Abstract
Background
Thirty-four percent of Multiple Myeloma (MM) clinical trial participants at Winship Cancer Institute (Winship) are African American (AA); however, AAs make up only 4.5 percent of myeloma clinical trial participants in the United States. Given our high enrollment, we aimed to measure AAs’ trust in providers and identify if clinical trial enrollment barriers exist.
Methodology
A member of the ethics research team surveyed AA patients who had consented to a MM clinical trial at Winship. Three validated surveys were used: Trust in Medical Research (TMR); Human Connection (THC) which measures how much patients feel they are heard and valued by their physicians; and the Duke Intrinsic Religiosity Scale (DUREL) which measures strength of religious engagement and belief. The survey also included questions about the impact of side effects, distance to the trial center and trial related costs on the decision to participate in clinical trial.
Results
Ninety-two percent (61/67) of patients approached consented. The mean TMR score and the mean THC score were significantly higher (P-value < 0.001) than the results obtained in key national surveys (TMR 14.9 compared to 11.65; THC 57.7 compared to 54.6). These two surveys were significantly correlated, meaning trust and human connection increase or decrease in tandem. The 3 religiosity subscale results showed high religiosity (3.84, 4.36, and 4.35 with 5 being the highest score). The mean scores of the importance of the investigational agent’s side effects, trial costs, and distance to trial center on the decision to enroll in a clinical trial were also high (8.5, 7.8, and 6.5, respectively, with 10 being the most important).
Conclusion
In our study population, high trust and human connection overcame other trial participation barriers: strong religious beliefs and concerns about side effects, costs, and travel distance. We present a roadmap to guide investigators to increase human connection, and hopefully trust.

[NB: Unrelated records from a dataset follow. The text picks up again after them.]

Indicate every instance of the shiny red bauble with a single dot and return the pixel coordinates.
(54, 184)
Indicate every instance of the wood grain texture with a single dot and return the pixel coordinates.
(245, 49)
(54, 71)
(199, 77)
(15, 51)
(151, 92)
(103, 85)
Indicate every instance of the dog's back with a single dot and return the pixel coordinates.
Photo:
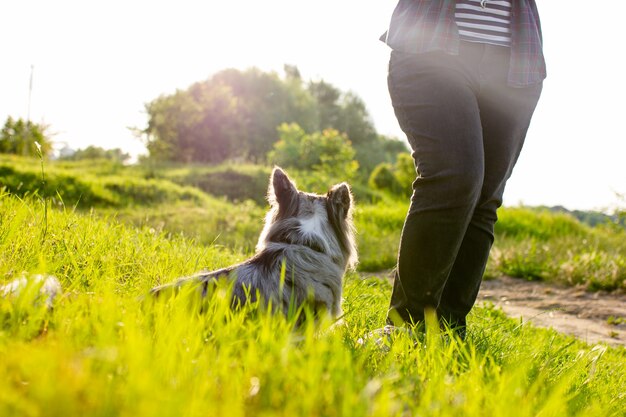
(303, 252)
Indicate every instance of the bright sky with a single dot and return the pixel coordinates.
(97, 63)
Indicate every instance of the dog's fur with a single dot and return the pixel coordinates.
(303, 252)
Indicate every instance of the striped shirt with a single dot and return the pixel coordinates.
(484, 21)
(429, 25)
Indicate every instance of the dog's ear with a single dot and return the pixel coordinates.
(340, 200)
(282, 190)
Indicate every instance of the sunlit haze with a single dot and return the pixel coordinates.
(97, 64)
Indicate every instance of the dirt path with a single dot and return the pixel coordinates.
(569, 310)
(598, 317)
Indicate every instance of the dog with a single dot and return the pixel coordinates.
(304, 250)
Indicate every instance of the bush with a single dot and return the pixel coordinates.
(19, 137)
(329, 151)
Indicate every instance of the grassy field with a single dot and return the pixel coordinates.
(103, 352)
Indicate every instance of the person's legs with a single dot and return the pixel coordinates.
(505, 115)
(434, 98)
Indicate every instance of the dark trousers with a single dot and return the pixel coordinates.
(466, 128)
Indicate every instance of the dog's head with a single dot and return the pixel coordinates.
(321, 222)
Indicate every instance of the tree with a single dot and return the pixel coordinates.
(197, 125)
(233, 114)
(96, 152)
(328, 151)
(19, 137)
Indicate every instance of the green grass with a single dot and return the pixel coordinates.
(102, 352)
(195, 202)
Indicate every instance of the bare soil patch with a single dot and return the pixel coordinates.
(597, 317)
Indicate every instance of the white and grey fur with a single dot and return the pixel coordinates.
(311, 236)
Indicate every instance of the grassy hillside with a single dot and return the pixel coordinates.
(224, 206)
(102, 352)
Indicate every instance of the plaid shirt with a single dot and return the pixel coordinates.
(427, 25)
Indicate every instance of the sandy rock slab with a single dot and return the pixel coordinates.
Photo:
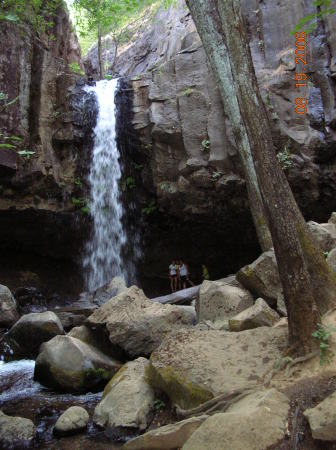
(127, 400)
(170, 436)
(258, 315)
(136, 325)
(256, 422)
(322, 419)
(192, 366)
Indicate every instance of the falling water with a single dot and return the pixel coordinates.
(103, 258)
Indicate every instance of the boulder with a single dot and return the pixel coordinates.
(257, 422)
(221, 299)
(136, 325)
(191, 366)
(258, 315)
(331, 259)
(73, 420)
(15, 432)
(170, 436)
(8, 308)
(70, 365)
(325, 234)
(322, 419)
(127, 400)
(262, 277)
(31, 330)
(104, 293)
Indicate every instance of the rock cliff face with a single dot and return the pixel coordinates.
(192, 173)
(36, 189)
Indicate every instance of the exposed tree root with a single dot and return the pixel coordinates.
(288, 363)
(217, 404)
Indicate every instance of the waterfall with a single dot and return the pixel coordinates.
(103, 256)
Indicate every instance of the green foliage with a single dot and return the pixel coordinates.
(284, 158)
(205, 145)
(215, 175)
(39, 14)
(26, 153)
(82, 204)
(4, 104)
(75, 68)
(322, 334)
(128, 183)
(150, 208)
(159, 405)
(311, 20)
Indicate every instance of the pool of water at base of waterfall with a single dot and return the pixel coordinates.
(21, 396)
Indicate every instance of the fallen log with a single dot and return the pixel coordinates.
(185, 296)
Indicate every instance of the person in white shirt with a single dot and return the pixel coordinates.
(184, 275)
(173, 276)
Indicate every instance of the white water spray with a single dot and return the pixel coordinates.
(103, 259)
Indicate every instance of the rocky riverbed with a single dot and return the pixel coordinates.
(143, 374)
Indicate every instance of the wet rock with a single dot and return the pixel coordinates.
(135, 324)
(325, 234)
(262, 277)
(258, 315)
(257, 422)
(104, 293)
(68, 364)
(192, 366)
(322, 419)
(221, 299)
(8, 308)
(331, 259)
(170, 436)
(73, 420)
(15, 432)
(127, 400)
(31, 330)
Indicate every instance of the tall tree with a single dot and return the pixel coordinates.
(308, 283)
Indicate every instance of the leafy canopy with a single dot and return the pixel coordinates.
(38, 14)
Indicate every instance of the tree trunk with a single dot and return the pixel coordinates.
(100, 53)
(212, 41)
(306, 278)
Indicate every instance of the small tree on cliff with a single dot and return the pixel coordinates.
(308, 283)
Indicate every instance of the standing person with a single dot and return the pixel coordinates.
(184, 274)
(205, 272)
(178, 275)
(173, 276)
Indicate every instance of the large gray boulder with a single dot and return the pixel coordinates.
(324, 233)
(322, 419)
(221, 299)
(73, 420)
(15, 432)
(136, 325)
(8, 308)
(262, 277)
(191, 366)
(169, 437)
(70, 365)
(31, 330)
(127, 400)
(258, 315)
(257, 422)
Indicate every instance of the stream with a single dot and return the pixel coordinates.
(21, 396)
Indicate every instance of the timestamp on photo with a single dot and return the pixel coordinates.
(301, 77)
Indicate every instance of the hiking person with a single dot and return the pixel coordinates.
(184, 275)
(173, 276)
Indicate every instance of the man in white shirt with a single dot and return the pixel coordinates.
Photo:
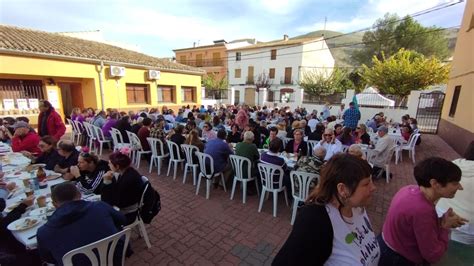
(381, 152)
(330, 143)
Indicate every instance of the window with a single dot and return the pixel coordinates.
(216, 59)
(188, 94)
(237, 73)
(454, 102)
(287, 76)
(270, 96)
(238, 56)
(166, 94)
(250, 75)
(199, 60)
(273, 54)
(137, 93)
(271, 73)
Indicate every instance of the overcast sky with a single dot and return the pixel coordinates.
(157, 27)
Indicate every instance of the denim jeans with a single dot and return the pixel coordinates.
(388, 257)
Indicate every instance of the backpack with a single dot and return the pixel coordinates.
(151, 203)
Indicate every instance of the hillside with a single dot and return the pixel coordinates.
(342, 54)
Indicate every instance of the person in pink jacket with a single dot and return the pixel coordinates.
(412, 233)
(50, 122)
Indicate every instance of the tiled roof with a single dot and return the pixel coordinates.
(41, 43)
(277, 43)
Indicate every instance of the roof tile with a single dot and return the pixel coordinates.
(45, 43)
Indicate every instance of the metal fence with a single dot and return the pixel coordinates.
(429, 110)
(335, 98)
(210, 94)
(377, 100)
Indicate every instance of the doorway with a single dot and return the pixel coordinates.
(236, 97)
(71, 94)
(250, 96)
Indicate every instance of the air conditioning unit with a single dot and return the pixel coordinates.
(116, 71)
(153, 74)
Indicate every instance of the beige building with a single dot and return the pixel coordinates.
(457, 119)
(211, 58)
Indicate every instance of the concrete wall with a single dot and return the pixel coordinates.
(461, 124)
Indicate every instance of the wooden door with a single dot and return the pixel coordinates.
(250, 96)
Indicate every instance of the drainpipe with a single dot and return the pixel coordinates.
(101, 85)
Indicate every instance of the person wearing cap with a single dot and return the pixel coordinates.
(382, 150)
(351, 116)
(50, 122)
(25, 139)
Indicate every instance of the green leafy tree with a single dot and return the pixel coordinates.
(391, 34)
(214, 82)
(403, 72)
(319, 83)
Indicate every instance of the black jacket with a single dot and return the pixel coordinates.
(91, 182)
(303, 147)
(124, 191)
(310, 241)
(50, 159)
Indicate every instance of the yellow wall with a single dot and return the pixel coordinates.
(114, 89)
(462, 74)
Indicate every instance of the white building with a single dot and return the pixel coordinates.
(283, 62)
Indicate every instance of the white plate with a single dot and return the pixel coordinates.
(42, 211)
(21, 224)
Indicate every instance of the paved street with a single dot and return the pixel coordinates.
(191, 230)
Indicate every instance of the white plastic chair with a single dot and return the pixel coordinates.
(238, 165)
(91, 138)
(272, 182)
(99, 135)
(285, 141)
(386, 166)
(117, 139)
(74, 132)
(188, 153)
(175, 158)
(410, 147)
(303, 179)
(311, 145)
(138, 221)
(137, 149)
(155, 155)
(207, 172)
(81, 131)
(106, 253)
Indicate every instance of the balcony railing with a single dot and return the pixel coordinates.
(286, 81)
(203, 63)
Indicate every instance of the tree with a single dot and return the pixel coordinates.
(316, 82)
(392, 33)
(213, 82)
(403, 72)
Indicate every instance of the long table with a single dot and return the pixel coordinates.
(13, 165)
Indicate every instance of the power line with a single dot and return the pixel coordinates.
(416, 14)
(359, 43)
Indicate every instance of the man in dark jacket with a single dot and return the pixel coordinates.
(13, 252)
(50, 122)
(76, 223)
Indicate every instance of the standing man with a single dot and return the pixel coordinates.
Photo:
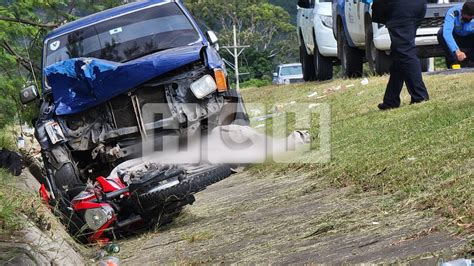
(402, 18)
(457, 34)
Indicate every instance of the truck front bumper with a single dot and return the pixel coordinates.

Keywords: Clinical Trials, Diversity, Multiple Myeloma, Underrepresented Minorities
Introduction
Multiple myeloma (MM) is the most common hematologic malignancy among African Americans (AA) in the United States [1]. It is estimated that 7810 new cases of multiple myeloma will occur among black people in 2022, and 2530 will succumb to the disease [2]. The exact cause of MM remains unknown. Despite uncertainty about the etiology of MM, standard of care treatments and clinical trial research allow patients to manage the disease for years [3].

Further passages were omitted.